Sterling dropped further on Tuesday, slipping beneath $1.23 to its lowest level since the days just after the European Referendum result in June.

The Pound fell over 10 percent on Friday in a ‘flash crash’ on fears that the British government may be gunning for a ‘Hard Brexit’. It continued to slide yesterday and, after a steadying slightly, fell further 0.8 percent further on Tuesday pushing the Bank of England’s trade-weighted index to a nearly-eight-year low of 74.0.

However, Tom Elliott, International Investment Strategist at deVere Group, warned of the repercussions of knee-jerk reactions by investors. He said: “recent economic data from the UK has been stronger than had been expected in the wake of the 23 June referendum. Doom and gloom forecasters may continue to be proved wrong as a hard Brexit is negotiated.”

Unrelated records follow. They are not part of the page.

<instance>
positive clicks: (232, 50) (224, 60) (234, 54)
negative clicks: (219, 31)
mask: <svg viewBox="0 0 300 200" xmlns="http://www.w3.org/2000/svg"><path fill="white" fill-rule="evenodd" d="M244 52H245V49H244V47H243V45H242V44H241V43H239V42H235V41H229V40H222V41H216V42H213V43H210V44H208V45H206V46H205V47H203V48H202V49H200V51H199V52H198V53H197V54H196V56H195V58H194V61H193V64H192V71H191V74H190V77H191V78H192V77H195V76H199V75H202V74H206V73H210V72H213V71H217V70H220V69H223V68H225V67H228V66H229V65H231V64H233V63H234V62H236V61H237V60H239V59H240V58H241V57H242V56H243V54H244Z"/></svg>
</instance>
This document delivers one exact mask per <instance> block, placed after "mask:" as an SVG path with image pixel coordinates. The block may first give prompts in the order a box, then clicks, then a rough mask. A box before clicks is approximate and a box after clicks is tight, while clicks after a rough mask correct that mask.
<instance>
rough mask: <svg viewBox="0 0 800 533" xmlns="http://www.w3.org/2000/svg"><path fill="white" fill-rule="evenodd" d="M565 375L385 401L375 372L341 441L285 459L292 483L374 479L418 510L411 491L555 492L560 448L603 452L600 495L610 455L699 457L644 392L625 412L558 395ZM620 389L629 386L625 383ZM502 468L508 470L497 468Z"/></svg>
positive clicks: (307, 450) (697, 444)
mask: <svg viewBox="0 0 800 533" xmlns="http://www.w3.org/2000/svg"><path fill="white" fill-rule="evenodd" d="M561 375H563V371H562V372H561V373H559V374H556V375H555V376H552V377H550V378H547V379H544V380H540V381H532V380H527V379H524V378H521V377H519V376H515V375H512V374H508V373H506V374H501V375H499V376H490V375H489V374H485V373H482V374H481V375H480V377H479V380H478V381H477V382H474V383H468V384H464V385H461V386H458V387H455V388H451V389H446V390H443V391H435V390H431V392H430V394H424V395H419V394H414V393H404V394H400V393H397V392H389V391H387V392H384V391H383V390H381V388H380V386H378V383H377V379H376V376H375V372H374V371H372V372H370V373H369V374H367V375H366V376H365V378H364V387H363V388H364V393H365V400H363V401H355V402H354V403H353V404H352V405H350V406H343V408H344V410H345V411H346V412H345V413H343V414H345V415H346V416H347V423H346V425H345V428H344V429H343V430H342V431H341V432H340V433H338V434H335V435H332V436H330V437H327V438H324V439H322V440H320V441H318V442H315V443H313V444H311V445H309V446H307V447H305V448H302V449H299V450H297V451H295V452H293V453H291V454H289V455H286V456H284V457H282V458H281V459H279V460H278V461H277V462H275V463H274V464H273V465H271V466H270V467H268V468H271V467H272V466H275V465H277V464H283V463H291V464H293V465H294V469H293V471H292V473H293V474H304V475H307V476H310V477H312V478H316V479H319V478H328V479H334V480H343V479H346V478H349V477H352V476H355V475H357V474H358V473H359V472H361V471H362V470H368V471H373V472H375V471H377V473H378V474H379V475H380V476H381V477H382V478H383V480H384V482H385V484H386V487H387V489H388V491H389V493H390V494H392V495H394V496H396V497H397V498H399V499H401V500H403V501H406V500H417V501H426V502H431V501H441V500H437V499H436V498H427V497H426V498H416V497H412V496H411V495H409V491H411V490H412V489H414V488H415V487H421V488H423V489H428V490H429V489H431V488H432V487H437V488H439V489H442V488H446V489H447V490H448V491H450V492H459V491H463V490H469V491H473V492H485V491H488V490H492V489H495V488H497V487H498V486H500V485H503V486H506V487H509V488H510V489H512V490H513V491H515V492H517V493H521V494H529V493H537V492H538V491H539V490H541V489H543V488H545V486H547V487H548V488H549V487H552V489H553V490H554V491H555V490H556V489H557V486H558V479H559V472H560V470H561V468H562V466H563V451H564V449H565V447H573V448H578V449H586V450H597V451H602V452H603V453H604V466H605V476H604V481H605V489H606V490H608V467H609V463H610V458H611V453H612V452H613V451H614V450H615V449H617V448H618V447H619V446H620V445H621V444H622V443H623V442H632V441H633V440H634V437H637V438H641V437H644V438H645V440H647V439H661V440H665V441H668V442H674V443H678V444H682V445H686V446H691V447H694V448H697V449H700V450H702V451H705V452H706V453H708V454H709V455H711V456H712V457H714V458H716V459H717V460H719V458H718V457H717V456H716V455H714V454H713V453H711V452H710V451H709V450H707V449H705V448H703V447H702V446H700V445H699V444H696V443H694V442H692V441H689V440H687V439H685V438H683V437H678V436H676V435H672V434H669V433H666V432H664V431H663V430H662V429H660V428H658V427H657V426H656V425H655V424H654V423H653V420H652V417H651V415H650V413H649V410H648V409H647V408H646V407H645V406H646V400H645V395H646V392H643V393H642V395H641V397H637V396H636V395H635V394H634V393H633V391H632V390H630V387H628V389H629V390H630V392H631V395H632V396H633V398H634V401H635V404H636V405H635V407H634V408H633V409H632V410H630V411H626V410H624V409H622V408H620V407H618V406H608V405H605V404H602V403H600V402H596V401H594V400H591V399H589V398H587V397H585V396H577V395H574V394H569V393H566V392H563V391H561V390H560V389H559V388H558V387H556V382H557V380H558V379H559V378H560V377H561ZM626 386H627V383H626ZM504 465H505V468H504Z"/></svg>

Elliott put the Pound’s downward spiral down to Theresa May’s ‘Hard Brexit’ strategy, in which single market membership may be sacrifice for immigration control, the UK’s oversize current account deficit and the possibility of lower interest rates.

FTSE hits record intra-day high

The FTSE has benefitted heavily from sterling’s drop rising 0.5 percent on Tuesday to a record intraday high of 7,129.83 points.

The FTSE 100 is currently trading up 0.04 percent at 7,100.24 (1332GMT).